A Transcriptome sequencing in T47D cells after TINCR knockdown. B, C RNA expression of different deubiquitinases after TINCR knockdown in MDA-MB-231 and UACC812 cells. D USP20 protein expression after TINCR knockdown. E, F PD-L1 protein expression after USP20 knockdown. PD-L1 expression in (G) mRNA and (H) protein levels after USP20 overexpression in MDA-MB-231 cells. I, J Detection of PD-L1 expression after TINCR knockdown and USP20 overexpression. K CO-IP experiments confirmed that USP20 binds to PD-L1. L Ubiquitination assay of PD-L1 in control, USP20-knocked, and USP20-overexpressing HEK293T cells co-transfected with Ub and treated with MG132. Data are presented as means from three independent experiments ± S.D. *P < 0.05, **P < 0.01, ***P < 0.001, ****P < 0.0001.

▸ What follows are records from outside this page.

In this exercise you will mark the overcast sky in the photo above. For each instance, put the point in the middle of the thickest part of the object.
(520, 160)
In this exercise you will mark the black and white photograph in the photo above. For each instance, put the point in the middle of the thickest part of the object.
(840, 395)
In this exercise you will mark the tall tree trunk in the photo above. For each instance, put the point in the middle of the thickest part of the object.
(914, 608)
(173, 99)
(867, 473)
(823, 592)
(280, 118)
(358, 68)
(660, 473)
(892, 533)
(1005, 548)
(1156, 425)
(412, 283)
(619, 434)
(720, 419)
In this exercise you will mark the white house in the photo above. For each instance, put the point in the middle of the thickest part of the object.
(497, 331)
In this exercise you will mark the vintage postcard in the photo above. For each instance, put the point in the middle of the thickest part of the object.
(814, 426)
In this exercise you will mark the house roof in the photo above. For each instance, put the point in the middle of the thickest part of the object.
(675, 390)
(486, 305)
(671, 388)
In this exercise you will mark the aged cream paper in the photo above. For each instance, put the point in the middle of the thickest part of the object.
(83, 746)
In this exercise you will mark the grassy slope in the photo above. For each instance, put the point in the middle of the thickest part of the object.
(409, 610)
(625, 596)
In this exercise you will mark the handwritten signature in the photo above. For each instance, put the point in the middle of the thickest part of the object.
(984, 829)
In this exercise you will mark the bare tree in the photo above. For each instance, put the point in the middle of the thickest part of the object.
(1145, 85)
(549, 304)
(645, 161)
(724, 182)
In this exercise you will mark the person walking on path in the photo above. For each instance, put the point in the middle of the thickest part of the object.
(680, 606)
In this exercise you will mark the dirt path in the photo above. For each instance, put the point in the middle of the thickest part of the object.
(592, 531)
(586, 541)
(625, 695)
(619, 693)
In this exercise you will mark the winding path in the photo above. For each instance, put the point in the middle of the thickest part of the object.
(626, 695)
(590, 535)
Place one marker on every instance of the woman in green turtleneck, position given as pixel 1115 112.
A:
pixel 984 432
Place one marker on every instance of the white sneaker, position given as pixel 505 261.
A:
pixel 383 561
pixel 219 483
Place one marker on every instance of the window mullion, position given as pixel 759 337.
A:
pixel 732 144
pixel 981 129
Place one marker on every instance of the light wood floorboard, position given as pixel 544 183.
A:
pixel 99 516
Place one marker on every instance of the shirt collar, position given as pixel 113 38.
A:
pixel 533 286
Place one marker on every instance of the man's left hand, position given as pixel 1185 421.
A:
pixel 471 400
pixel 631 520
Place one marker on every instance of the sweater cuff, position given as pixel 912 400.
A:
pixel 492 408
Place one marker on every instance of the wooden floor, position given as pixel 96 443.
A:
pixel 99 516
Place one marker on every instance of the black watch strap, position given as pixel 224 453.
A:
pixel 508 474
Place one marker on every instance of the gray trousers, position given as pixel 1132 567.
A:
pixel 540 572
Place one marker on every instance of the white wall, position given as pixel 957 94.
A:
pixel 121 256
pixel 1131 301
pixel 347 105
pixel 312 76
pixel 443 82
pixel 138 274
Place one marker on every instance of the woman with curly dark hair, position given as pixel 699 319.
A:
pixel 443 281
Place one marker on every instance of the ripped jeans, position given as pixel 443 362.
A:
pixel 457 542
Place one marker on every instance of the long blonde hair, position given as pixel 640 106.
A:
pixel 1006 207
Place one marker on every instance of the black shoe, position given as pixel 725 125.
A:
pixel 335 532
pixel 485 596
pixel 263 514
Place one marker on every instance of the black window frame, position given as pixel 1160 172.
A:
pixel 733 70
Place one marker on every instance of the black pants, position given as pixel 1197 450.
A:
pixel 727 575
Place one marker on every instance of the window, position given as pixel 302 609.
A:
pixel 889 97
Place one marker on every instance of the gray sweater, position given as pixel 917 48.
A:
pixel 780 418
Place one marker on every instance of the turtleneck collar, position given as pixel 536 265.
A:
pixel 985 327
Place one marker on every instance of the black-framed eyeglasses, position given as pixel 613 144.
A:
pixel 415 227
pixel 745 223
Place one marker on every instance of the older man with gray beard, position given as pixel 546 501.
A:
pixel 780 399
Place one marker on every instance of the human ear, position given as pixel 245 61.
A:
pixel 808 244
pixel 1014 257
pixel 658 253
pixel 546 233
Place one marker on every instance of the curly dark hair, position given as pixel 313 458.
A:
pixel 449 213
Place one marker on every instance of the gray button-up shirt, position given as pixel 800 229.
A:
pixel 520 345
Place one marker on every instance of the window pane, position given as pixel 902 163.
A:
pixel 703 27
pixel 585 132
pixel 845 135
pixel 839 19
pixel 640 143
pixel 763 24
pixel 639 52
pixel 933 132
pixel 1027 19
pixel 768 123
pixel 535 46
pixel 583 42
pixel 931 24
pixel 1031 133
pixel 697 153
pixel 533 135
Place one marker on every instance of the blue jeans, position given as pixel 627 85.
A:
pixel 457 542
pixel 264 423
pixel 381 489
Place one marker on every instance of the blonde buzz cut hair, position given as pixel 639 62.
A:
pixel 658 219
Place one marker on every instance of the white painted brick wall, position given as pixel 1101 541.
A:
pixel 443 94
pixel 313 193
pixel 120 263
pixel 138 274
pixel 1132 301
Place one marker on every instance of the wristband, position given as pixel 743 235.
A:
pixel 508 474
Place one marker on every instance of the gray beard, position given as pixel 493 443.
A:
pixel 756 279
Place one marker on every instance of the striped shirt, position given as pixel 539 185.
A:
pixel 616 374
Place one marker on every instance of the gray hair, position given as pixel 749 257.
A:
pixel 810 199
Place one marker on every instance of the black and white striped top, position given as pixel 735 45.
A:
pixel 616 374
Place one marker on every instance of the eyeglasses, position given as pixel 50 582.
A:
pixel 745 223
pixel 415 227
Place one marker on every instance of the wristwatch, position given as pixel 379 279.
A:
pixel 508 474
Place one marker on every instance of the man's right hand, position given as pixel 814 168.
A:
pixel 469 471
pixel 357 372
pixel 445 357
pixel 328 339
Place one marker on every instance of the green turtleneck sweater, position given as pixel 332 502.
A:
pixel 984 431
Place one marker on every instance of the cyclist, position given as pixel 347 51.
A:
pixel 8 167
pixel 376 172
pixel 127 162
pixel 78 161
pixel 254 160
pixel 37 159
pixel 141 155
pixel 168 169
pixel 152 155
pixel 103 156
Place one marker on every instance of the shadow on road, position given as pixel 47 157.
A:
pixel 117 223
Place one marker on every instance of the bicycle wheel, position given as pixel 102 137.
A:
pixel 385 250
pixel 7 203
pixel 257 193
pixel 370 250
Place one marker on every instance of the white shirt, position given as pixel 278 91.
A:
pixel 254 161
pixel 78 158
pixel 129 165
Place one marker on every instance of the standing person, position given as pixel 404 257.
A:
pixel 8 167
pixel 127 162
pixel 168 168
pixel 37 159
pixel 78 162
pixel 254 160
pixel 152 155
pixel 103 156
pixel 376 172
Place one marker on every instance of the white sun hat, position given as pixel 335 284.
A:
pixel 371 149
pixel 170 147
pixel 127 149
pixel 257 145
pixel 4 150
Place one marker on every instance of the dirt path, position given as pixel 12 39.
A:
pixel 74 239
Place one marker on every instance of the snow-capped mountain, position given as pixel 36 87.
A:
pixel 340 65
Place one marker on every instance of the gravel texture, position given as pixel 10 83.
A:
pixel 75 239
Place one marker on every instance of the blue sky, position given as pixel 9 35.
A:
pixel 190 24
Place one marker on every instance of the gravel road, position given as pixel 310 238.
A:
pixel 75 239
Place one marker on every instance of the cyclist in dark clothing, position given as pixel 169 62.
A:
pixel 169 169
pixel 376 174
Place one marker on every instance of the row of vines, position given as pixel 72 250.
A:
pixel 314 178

MiR-199a-5p acts as a molecular sponge to mediate the upregulation of USP20 expression by TINCR
Considering that the ceRNA mechanism is one way in which lncRNAs participate in the regulation of tumor progression, we assessed whether USP20 can be regulated by TINCR through the ceRNA mechanism. In breast cancer cells, TINCR was localized in both the cytoplasm and nucleus (Fig. 4A). We used the intersection of transcriptome sequencing data from the HMUCC cohort and TargetScan to obtain overlapping miRNAs (Fig. 4B). In UACC812 cells, TINCR knockdown significantly increased the expression of miR-199a-5p (Fig. 4C). MiR-199a-5p was negatively correlated with TINCR and USP20 expression. Knockdown of miR-199a-5p resulted in the upregulation of USP20 and PD-L1 expression (Fig. 4D–F). The downregulation of USP20 and PD-L1 induced by TINCR knockdown was reversed by the miR-199a-5p inhibitor (Fig. 4G). Finally, the dual-luciferase reporter assay showed that both TINCR and USP20 with wild-type 3ʹ-UTRs were regulated by miR-199a-5p, and that this effect could be abolished by mutation of their miRNA-binding sites (Fig. 4H–K). To further verify the interaction between TINCR and miR-199a-5p as well as that between USP20 mRNA and miR-199a-5p, RNA immuno-precipitation experiments were performed in MDA-MB-231 cell extracts using an Ago2 antibody. USP20, TINCR, and miR-199a-5p were enriched in Ago2-containing miRNA containing ribonucleoprotein complexes relative to control IgG immunoprecipitates, suggesting that the Ago2 protein binds directly to USP20, TINCR, and miR-199a-5p in MDA-MB-231 cells (Fig. 4L–O). These results indicated that USP20 and TINCR are direct targets of miR-199a-5p.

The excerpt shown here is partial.